Before the test the node had Node blance : 49910000 TIA and after it remains 49712000 TIA. The test was launch the 18th april 2023 at 22h22 and finished at 22h39. we can assume a 10,2 sec response time for each PFB transation.

Here the Tiascan page after the test :

Tiascan after stress test

Now we can take a look as the server metrics.


CPU metrics

We can observe a litlle push for the user cpu usage but absolutly nothing to be afraid of.


Memory metrics

Exactly the same for the memory usage.


Network usage

We can observe a relative augmentation of the network traffic as we are sending all these PFB transaction, nut one again noting to be afraid of.


Disk usage

With the data repository

  • directory « .celestia-app » : 12Ko
  • directory « celestia-node » : 283M
  • directory « .celestia-light-blockspacerace-0 » : 5.9G

No change for the disk usage as we can expect from this activity test.

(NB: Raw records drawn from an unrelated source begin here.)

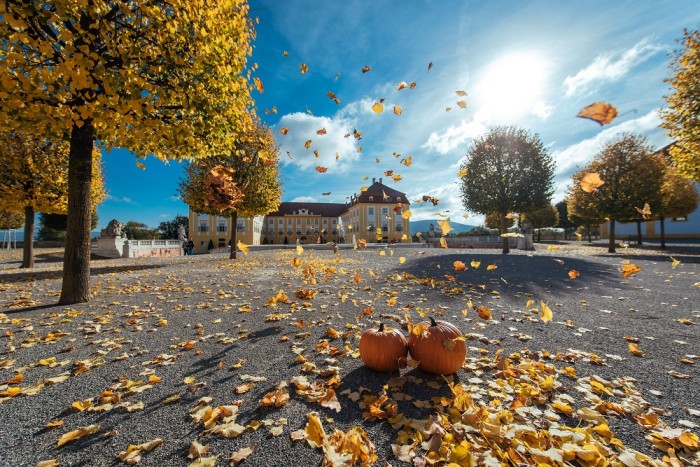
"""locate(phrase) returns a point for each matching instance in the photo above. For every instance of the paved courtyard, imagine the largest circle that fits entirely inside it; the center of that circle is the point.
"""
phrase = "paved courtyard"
(214, 356)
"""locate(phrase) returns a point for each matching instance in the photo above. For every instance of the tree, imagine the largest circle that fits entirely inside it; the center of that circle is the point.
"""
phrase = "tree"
(11, 220)
(54, 226)
(678, 198)
(508, 170)
(139, 231)
(157, 78)
(682, 118)
(564, 221)
(631, 178)
(547, 216)
(241, 184)
(171, 229)
(493, 221)
(35, 174)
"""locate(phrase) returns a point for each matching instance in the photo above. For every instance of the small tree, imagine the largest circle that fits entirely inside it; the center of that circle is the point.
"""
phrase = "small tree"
(678, 198)
(493, 221)
(171, 229)
(681, 117)
(508, 170)
(564, 221)
(622, 164)
(542, 218)
(35, 178)
(245, 183)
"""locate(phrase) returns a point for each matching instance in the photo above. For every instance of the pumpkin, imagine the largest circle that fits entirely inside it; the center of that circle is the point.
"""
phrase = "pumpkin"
(383, 349)
(438, 346)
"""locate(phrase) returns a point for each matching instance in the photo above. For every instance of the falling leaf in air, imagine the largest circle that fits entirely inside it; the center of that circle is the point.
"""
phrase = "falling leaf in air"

Final word on this analysis

This analysis of the light node and the stress test do not highlight any weakness  from the server.  I totally agree that this system is totally overkill for the requirements of a light node. However, I think it is still worthwhile to choose a server that is slightly overclocked for the minimum requirements. A server of this type seems to me to be a good option to run a light node on the mainnet:

  • Memory: 4 GB RAM
  • CPU: 2 vCPU
  • Disk: 80 GB SSD Storage

I hope that this analysis coupled with the step by step guide to configure a Grafana dashboard to monitor your server’s metrics will have allowed you to perform the same operations and to go further!